Racontez-nous un peu la mobilisation et la solidarité exprimées avec les détenus et leurs familles pendant le mouvement ?

– A l’arrestation des membres fondateurs de la 1ère Ligue algérienne pour la défense des droits de l’homme en 1985, nous avions crée un comité de coordination composé du MCB, l’Association des enfants de chouhada  » Tighri  » et l’UMA de Tizi Ouzou (Union médicale algérienne). L’esprit de rassemblement avait pris le dessus devant nos divergences d’opinion. Nous avions fait preuve d’un grand sens de responsabilité au service de nos frères emprisonnés. Notre action s’articulait autour de 3 points :

-Sensibiliser l’opinion publique nationale et internationale sur ces arrestations et la condition dans laquelle vivaient les détenus.

-On collectait de l’argent pour subvenir aux besoins de leurs familles et enfin notre action consistait à les soutenir psychologiquement avec notamment les visites aux prisons de Berouaguia, Ksar El Boukhari, Médéa puis Lambèse après le procès historique du 15 au 19 décembre 1985. Je me rappelle qu’Ameziane Mehenni (fils de Ferhat Imazighen Imoula) assassiné en 2004, nous accompagnait malgré son jeune âge. Il avait commencé à militer dès son enfance.  » Tel père, tel fils  » dirai-je. Je m’incline devant sa mémoire et je dirai aussi que nous devons perpétuer et honorer son combat.

Notre mobilisation avait dépassé les frontières de l’Algérie.

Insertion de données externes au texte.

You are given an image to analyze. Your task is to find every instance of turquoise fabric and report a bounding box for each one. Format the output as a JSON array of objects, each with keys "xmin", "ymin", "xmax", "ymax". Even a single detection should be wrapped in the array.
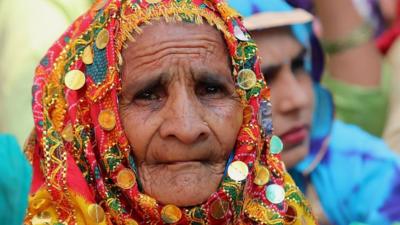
[
  {"xmin": 0, "ymin": 135, "xmax": 32, "ymax": 225},
  {"xmin": 229, "ymin": 0, "xmax": 400, "ymax": 225}
]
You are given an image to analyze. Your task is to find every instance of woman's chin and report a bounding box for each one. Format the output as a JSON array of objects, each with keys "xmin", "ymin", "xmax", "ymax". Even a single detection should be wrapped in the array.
[{"xmin": 139, "ymin": 163, "xmax": 224, "ymax": 207}]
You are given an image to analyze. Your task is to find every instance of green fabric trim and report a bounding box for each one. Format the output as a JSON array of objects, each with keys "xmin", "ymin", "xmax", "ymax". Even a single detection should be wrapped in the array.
[{"xmin": 322, "ymin": 60, "xmax": 392, "ymax": 137}]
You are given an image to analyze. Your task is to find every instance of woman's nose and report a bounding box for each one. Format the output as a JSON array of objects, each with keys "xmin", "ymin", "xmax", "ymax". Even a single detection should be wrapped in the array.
[{"xmin": 160, "ymin": 89, "xmax": 210, "ymax": 144}]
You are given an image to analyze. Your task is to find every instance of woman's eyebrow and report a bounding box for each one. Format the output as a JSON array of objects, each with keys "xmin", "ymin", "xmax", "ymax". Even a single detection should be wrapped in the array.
[
  {"xmin": 193, "ymin": 72, "xmax": 234, "ymax": 84},
  {"xmin": 127, "ymin": 73, "xmax": 163, "ymax": 92},
  {"xmin": 261, "ymin": 48, "xmax": 307, "ymax": 76}
]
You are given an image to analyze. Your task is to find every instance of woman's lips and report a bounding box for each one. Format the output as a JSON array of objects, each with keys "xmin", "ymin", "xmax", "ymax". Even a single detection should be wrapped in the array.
[{"xmin": 280, "ymin": 126, "xmax": 309, "ymax": 148}]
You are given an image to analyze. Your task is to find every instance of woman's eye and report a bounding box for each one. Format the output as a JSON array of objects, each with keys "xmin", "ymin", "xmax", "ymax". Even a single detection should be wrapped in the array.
[
  {"xmin": 196, "ymin": 84, "xmax": 224, "ymax": 96},
  {"xmin": 135, "ymin": 89, "xmax": 161, "ymax": 101}
]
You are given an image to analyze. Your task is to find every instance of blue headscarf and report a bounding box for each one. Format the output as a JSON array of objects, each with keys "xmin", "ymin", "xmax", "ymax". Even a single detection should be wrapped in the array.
[
  {"xmin": 0, "ymin": 135, "xmax": 32, "ymax": 225},
  {"xmin": 229, "ymin": 0, "xmax": 334, "ymax": 157},
  {"xmin": 229, "ymin": 0, "xmax": 400, "ymax": 225}
]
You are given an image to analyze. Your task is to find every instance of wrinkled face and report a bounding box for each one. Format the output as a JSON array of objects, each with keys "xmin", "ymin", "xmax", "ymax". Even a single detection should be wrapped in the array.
[
  {"xmin": 120, "ymin": 22, "xmax": 243, "ymax": 206},
  {"xmin": 253, "ymin": 28, "xmax": 314, "ymax": 168}
]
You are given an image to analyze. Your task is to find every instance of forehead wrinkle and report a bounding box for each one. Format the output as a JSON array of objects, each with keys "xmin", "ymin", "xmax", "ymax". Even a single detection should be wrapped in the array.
[{"xmin": 126, "ymin": 35, "xmax": 218, "ymax": 62}]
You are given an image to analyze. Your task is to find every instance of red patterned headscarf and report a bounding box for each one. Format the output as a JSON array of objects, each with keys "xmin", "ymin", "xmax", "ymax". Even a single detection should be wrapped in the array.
[{"xmin": 25, "ymin": 0, "xmax": 315, "ymax": 225}]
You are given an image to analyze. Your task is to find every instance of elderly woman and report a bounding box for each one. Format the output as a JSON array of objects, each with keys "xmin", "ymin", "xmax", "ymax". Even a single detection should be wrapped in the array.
[
  {"xmin": 25, "ymin": 0, "xmax": 315, "ymax": 224},
  {"xmin": 230, "ymin": 0, "xmax": 400, "ymax": 225}
]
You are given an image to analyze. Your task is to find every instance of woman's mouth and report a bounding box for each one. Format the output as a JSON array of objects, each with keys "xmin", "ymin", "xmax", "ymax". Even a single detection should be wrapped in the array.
[{"xmin": 280, "ymin": 125, "xmax": 309, "ymax": 149}]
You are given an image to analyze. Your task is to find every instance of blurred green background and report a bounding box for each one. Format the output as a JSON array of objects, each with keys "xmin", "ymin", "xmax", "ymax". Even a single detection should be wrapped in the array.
[{"xmin": 0, "ymin": 0, "xmax": 93, "ymax": 145}]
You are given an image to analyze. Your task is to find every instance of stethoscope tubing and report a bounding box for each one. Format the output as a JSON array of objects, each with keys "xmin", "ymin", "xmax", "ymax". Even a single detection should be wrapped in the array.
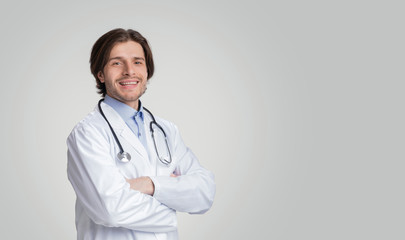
[{"xmin": 98, "ymin": 98, "xmax": 172, "ymax": 165}]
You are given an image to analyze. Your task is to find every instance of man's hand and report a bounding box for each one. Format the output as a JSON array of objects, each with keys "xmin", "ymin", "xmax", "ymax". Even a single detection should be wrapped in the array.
[{"xmin": 126, "ymin": 177, "xmax": 155, "ymax": 196}]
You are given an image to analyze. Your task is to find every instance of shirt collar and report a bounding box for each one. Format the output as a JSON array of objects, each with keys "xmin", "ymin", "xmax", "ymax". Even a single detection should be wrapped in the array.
[{"xmin": 104, "ymin": 95, "xmax": 143, "ymax": 122}]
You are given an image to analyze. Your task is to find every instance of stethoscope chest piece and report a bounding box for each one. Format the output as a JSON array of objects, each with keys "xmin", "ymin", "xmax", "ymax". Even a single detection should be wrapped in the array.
[{"xmin": 117, "ymin": 152, "xmax": 131, "ymax": 163}]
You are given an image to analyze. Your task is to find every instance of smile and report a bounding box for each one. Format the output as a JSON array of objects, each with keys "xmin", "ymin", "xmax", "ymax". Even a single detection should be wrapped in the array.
[{"xmin": 120, "ymin": 81, "xmax": 139, "ymax": 86}]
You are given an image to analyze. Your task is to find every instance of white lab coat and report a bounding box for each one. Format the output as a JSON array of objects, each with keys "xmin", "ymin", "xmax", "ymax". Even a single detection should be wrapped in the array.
[{"xmin": 67, "ymin": 103, "xmax": 215, "ymax": 240}]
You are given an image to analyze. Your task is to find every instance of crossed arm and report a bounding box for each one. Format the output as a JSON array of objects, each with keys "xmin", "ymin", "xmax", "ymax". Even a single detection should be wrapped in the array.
[{"xmin": 67, "ymin": 122, "xmax": 215, "ymax": 232}]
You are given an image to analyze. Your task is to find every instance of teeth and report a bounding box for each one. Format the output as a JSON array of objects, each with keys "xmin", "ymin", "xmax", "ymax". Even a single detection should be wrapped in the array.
[{"xmin": 120, "ymin": 82, "xmax": 138, "ymax": 85}]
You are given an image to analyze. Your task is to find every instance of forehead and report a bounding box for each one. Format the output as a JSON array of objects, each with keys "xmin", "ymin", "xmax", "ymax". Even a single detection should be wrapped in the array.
[{"xmin": 109, "ymin": 41, "xmax": 145, "ymax": 58}]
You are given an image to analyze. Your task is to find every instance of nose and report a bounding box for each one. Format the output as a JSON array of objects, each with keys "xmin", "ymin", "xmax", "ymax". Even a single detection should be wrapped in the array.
[{"xmin": 123, "ymin": 62, "xmax": 135, "ymax": 76}]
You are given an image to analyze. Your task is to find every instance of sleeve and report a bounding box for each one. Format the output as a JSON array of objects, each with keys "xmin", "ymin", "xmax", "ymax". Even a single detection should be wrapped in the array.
[
  {"xmin": 67, "ymin": 123, "xmax": 177, "ymax": 232},
  {"xmin": 151, "ymin": 126, "xmax": 215, "ymax": 214}
]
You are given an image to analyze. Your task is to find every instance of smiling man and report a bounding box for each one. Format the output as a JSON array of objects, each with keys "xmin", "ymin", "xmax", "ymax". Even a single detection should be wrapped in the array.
[{"xmin": 67, "ymin": 29, "xmax": 215, "ymax": 240}]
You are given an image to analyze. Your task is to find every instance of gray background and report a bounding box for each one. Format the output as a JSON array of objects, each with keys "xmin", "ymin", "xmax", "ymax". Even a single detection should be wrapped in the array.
[{"xmin": 0, "ymin": 0, "xmax": 405, "ymax": 240}]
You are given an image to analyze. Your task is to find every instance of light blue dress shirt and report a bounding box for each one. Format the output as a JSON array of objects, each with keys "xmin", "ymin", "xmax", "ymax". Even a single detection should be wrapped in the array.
[{"xmin": 104, "ymin": 95, "xmax": 148, "ymax": 152}]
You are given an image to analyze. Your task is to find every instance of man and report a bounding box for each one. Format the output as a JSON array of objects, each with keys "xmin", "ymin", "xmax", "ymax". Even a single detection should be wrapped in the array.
[{"xmin": 67, "ymin": 29, "xmax": 215, "ymax": 240}]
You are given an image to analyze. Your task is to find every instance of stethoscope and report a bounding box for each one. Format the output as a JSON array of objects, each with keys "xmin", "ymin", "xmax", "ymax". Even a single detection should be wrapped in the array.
[{"xmin": 98, "ymin": 98, "xmax": 172, "ymax": 165}]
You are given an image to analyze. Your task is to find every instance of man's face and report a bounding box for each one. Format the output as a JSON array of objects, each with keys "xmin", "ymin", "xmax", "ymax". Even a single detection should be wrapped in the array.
[{"xmin": 97, "ymin": 41, "xmax": 148, "ymax": 110}]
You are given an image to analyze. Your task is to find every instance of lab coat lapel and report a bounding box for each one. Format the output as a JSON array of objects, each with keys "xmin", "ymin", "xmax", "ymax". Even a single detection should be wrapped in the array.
[{"xmin": 101, "ymin": 103, "xmax": 148, "ymax": 160}]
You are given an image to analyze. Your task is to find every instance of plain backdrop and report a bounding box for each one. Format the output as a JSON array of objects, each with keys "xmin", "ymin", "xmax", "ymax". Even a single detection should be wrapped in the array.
[{"xmin": 0, "ymin": 0, "xmax": 405, "ymax": 240}]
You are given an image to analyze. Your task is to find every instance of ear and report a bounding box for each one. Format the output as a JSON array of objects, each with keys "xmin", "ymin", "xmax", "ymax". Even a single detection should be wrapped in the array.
[{"xmin": 97, "ymin": 71, "xmax": 105, "ymax": 83}]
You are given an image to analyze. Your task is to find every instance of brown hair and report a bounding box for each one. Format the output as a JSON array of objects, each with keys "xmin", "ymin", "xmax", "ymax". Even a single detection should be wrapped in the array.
[{"xmin": 90, "ymin": 28, "xmax": 155, "ymax": 97}]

A cet effet, j’avais été envoyé en France pour remettre au Comité de soutien aux détenus la revue :  » Spécial Tafsut  » et la liste de nos prisonniers politiques.

J’avais participé, aussi à la préparation du rassemblement qui avait eu lieu le 1er novembre 1985 à Paris à la place de  » Trocadéro « , afin d’alerter les instances et la communauté internationale en faveur de la libération de nos frères de combat.

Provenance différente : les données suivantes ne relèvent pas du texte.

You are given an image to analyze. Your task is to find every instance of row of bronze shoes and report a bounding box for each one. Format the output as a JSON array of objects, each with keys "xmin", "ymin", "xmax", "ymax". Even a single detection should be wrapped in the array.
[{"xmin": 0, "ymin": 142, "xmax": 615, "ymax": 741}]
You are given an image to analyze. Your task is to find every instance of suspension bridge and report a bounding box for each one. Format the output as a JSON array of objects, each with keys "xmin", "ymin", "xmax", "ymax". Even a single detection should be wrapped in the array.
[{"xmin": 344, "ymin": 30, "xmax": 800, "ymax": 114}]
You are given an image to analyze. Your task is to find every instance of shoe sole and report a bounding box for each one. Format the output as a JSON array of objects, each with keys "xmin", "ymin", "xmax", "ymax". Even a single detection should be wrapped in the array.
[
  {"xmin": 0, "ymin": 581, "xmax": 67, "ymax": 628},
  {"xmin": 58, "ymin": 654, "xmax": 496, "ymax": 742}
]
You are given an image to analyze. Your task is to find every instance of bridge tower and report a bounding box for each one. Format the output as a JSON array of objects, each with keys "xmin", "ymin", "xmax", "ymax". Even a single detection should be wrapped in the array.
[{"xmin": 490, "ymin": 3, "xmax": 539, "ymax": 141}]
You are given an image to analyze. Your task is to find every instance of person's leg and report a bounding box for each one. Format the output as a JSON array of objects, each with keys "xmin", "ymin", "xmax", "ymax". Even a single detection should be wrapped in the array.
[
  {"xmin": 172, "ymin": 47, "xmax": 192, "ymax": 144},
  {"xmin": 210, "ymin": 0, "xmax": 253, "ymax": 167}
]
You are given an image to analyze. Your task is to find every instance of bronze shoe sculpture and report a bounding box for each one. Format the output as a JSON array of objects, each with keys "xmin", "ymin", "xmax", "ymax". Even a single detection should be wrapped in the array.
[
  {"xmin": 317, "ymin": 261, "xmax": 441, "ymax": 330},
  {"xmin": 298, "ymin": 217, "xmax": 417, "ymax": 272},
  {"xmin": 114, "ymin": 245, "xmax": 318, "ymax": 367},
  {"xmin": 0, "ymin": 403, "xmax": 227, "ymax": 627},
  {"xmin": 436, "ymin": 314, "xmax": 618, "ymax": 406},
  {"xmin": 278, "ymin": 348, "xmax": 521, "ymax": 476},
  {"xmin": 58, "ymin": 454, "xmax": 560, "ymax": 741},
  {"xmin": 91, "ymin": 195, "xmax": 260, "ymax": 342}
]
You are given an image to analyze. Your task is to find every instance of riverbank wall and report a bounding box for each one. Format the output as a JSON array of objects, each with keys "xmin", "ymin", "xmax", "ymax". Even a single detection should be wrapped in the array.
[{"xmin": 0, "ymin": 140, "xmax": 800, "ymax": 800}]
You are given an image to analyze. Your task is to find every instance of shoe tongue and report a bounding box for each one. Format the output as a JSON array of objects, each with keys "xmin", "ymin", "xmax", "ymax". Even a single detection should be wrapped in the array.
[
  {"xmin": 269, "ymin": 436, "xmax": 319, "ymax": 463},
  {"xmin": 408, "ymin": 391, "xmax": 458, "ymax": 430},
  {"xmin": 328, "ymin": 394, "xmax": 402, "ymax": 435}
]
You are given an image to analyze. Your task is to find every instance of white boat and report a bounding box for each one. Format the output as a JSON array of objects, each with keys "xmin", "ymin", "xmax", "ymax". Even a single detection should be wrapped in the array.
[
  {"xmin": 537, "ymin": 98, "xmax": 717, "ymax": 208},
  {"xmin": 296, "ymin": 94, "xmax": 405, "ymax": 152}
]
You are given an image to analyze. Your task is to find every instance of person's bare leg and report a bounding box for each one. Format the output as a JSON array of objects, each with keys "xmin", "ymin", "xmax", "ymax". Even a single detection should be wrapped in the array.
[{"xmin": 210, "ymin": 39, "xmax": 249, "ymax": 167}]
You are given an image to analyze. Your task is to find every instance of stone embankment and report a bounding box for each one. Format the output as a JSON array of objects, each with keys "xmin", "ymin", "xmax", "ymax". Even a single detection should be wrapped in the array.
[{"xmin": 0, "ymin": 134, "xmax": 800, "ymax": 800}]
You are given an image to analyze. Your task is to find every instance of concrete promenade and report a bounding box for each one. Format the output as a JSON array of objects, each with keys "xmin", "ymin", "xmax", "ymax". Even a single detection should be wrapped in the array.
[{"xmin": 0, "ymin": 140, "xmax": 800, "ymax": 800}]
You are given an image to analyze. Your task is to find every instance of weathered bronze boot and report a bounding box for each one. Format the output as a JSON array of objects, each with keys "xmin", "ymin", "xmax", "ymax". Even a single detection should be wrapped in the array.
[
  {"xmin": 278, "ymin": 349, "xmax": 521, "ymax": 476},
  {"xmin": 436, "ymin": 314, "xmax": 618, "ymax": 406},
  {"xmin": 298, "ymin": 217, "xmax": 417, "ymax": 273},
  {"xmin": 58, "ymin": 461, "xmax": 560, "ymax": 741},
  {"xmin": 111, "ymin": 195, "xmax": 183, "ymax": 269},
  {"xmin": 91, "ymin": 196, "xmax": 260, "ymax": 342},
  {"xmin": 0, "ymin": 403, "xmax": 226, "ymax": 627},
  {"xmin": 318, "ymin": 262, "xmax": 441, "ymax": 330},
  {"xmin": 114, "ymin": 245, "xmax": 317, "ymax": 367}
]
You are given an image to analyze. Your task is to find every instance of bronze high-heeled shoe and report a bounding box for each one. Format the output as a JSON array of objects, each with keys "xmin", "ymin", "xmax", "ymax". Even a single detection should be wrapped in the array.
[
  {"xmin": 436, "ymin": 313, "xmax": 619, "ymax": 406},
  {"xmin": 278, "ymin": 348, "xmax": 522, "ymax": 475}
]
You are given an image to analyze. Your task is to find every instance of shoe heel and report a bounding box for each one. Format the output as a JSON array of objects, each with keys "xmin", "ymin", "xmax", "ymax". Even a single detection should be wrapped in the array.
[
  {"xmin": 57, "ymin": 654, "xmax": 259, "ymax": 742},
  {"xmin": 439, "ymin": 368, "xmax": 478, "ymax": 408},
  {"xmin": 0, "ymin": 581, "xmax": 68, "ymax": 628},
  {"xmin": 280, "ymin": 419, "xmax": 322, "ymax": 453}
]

A mon retour, j’ai été suspendu de mon travail avant d’être arrêté et condamné à trois mois de prison ferme en 1986. C’était le prix à payer pour mon engagement militant.

Plus d’un demi-siècle de lutte, tamazight a-t-elle aujourd’hui la place qui lui sied ?

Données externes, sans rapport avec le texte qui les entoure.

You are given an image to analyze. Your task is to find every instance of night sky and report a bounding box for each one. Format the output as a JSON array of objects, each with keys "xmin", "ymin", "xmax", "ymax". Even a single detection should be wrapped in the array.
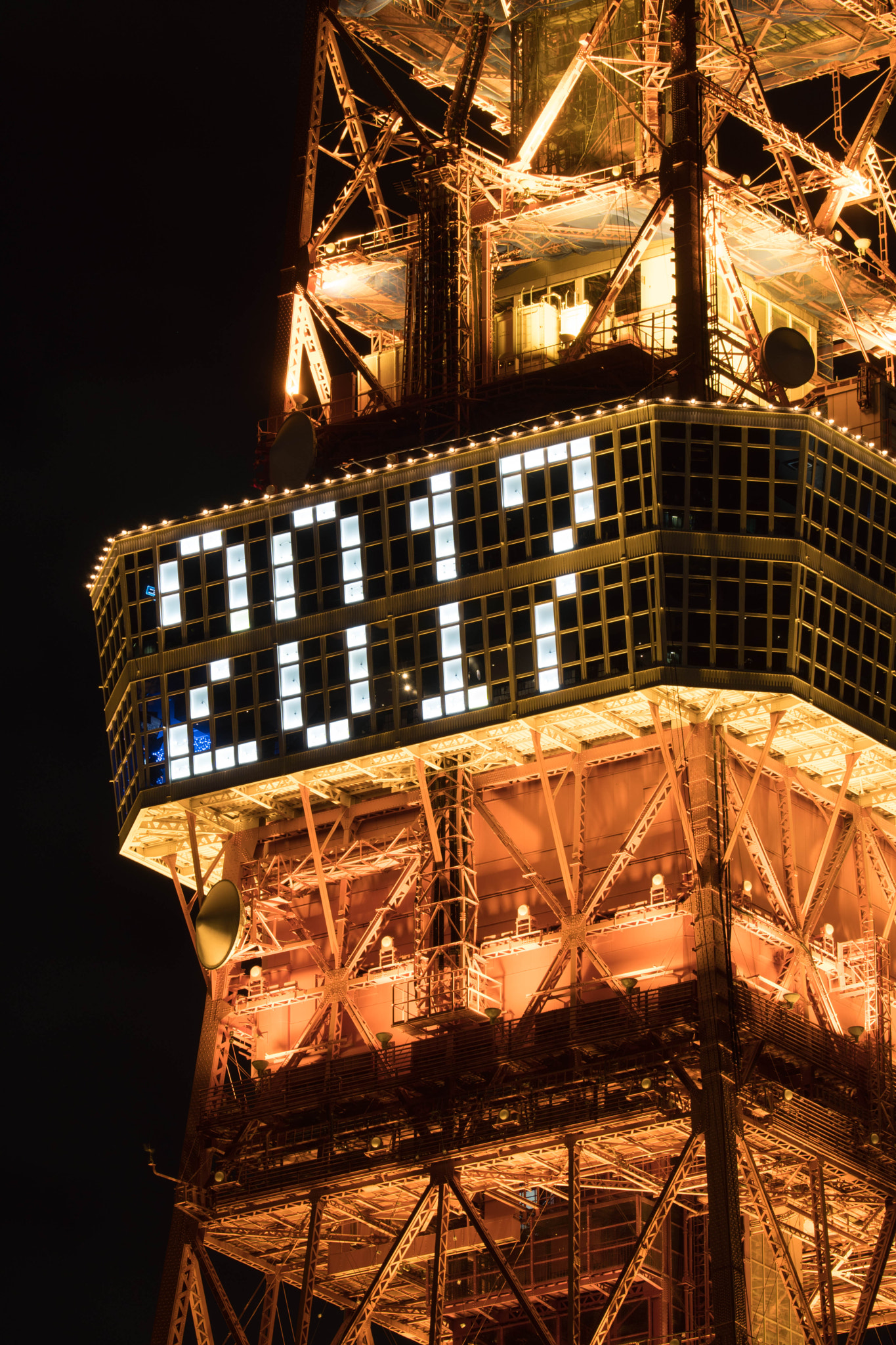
[{"xmin": 3, "ymin": 0, "xmax": 891, "ymax": 1345}]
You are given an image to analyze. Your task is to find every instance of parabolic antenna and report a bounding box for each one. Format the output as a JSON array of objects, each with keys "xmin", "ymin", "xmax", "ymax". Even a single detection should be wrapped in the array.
[
  {"xmin": 759, "ymin": 327, "xmax": 815, "ymax": 387},
  {"xmin": 196, "ymin": 878, "xmax": 246, "ymax": 971},
  {"xmin": 268, "ymin": 412, "xmax": 314, "ymax": 491}
]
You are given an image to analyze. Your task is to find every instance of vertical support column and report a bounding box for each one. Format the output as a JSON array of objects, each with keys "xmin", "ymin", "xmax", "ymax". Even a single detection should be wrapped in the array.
[
  {"xmin": 669, "ymin": 0, "xmax": 710, "ymax": 401},
  {"xmin": 270, "ymin": 0, "xmax": 330, "ymax": 416},
  {"xmin": 295, "ymin": 1190, "xmax": 325, "ymax": 1345},
  {"xmin": 480, "ymin": 225, "xmax": 494, "ymax": 384},
  {"xmin": 430, "ymin": 1182, "xmax": 450, "ymax": 1345},
  {"xmin": 566, "ymin": 1138, "xmax": 582, "ymax": 1345},
  {"xmin": 688, "ymin": 724, "xmax": 748, "ymax": 1345},
  {"xmin": 809, "ymin": 1164, "xmax": 837, "ymax": 1345}
]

Le Printemps noir a rattrapé ce qui a été raté durant le boycott scolaire à cause des luttes partisanes. Tamazight est reconnue comme langue nationale. Cependant, cette constitutionalisation n’est que de la poudre aux yeux. Le pouvoir s’est accaparé de l’amazighité pour mieux la juguler et la stériliser au profit de la langue arabe. Il a mis tous les moyens pour nous déraciner. L’arabisation bat son plein à travers l’école, les médias et les mosquées.  » Alger, capitale de la culture arabe « , les deux festivals arabo-africains de la danse à Tizi Ouzou, reflètent la volonté politique de Bouteflika et sa clientèle d’humilier les Amazighs en général et les Kabyles en particulier.

Face à un régime qui se nourrit du racisme anti-kabyle pour se perpétuer, aucune reconnaissance ne peut rendre justice à notre langue.

L’éradication de l’apartheid identitaire, linguistique et culturel passe impérativement par l’instauration d’un Etat régional kabyle qui servira d’exemple pour les autres Amazighs.